受験も就職もゴールではない

塾という存在は「合格請負人」として見られることが多く、そのため、生徒が目標の学校に合格した時点で「お役御免」となります。

GLICCは、いわゆる「塾」というよりも「学習コミュニティ」ですから、目標校に合格してもらうことは役目の一つではありますが、それがすべてではありません。中学入試から大学入試、あるいは大人になってからの英語学習まで見られる立場だからこそ、様々な助言をしていくことができると考えています。

中学受験のさなかにいる親子にとっては、まずは目の前のゴールである目標校への合格は、何よりも優先すべき事柄かもしれません。

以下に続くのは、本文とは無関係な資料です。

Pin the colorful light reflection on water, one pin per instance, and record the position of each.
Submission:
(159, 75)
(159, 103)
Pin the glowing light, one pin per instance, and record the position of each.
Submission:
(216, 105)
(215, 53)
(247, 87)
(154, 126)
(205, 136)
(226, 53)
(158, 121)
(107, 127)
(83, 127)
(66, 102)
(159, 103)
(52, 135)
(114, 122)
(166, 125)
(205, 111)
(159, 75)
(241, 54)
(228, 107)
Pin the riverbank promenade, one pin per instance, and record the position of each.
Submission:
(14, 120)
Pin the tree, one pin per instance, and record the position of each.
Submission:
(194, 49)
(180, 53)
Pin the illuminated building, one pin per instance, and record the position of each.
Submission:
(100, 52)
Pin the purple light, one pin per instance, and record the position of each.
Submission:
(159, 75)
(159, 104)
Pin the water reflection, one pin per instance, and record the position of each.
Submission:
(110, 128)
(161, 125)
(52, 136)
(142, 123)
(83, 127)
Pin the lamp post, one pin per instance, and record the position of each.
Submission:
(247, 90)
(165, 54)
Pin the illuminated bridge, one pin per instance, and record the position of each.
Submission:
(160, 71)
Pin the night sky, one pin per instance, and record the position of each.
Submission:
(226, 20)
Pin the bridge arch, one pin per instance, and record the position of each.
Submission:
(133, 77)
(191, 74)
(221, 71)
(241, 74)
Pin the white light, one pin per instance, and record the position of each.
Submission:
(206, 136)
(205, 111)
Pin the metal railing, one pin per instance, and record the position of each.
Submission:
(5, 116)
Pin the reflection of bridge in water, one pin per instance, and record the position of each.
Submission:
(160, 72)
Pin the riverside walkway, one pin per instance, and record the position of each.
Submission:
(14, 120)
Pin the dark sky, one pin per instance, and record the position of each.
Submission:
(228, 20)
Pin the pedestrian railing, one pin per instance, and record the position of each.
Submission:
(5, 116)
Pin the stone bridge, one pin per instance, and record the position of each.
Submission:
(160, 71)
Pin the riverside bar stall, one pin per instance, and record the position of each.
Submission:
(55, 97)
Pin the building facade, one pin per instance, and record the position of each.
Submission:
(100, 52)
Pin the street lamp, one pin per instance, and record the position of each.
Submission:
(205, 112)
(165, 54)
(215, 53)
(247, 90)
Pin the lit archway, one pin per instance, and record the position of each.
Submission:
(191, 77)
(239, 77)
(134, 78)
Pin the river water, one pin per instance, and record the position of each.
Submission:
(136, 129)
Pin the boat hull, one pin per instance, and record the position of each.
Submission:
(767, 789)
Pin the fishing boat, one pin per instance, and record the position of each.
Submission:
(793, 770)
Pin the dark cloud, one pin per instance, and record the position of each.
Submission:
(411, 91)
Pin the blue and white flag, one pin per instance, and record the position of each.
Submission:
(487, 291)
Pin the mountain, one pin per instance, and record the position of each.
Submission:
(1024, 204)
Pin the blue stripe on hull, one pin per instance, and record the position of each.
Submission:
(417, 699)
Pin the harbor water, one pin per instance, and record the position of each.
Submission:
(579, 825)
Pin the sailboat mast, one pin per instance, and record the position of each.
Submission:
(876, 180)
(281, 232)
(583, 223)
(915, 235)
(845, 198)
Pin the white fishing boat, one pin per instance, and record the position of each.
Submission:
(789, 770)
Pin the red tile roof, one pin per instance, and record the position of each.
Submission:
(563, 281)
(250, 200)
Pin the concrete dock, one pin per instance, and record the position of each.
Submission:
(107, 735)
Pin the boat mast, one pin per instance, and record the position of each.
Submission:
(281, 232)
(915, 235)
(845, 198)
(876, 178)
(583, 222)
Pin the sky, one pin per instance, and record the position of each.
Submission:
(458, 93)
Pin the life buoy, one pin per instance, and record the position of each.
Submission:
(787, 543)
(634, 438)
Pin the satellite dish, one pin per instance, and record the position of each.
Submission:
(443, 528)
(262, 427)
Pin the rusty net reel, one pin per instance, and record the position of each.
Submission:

しかし、そこに入学するためにしている受験勉強が本当にその後の中高生活、あるいは大学生、社会人となっていく人生において有意義なものかどうかは、渦中にいるだけに見えないのではないでしょうか。

いえ、決して受験勉強が無意味だとは言いたいわけではありません。毎日問題をこなしている努力は尊いものです。しかし、その努力が合格という成果だけを目指したものであるとすれば、努力そのものよりも、合格という結果が本人の成功の指標になってしまいます。合格できなかったのは努力が足りなかったからで、もっと努力すれば合格ができたのだという考え方に陥ってしまうのです。これは、努力そのものよりも合格という結果を重視した考え方ですから、ともすると、結果がよければそれでよいという価値観を植え付けます。

勝ち組になったからそれでよいというのは、より高いステージに上がろうとする意欲を減退させます。例えば大学附属校に入ったからあとはエスカレーター式に上がっていけばよいとか、有名企業に入社したから、これで将来は安泰だなどといった考え方です。

スタンフォード大学のキャロル・ドゥエック教授は、そういった考え方を「Fixed mindset」と呼び、子どもの褒め方によっては、チャレンジするよりも人からの称賛を欲しがるような考え方を助長すると警鐘を鳴らしています。学び続けること、チャレンジすること自体に価値を置く考え方、すなわち「Growth mindset」をこそ、育てていく必要があるのだというわけです。

GLICCもドゥエック教授に賛同します。もうすぐ入学・入社のシーズンですが、新たなスタートに際し、チャレンジ精神を忘れずにいてほしいと思います。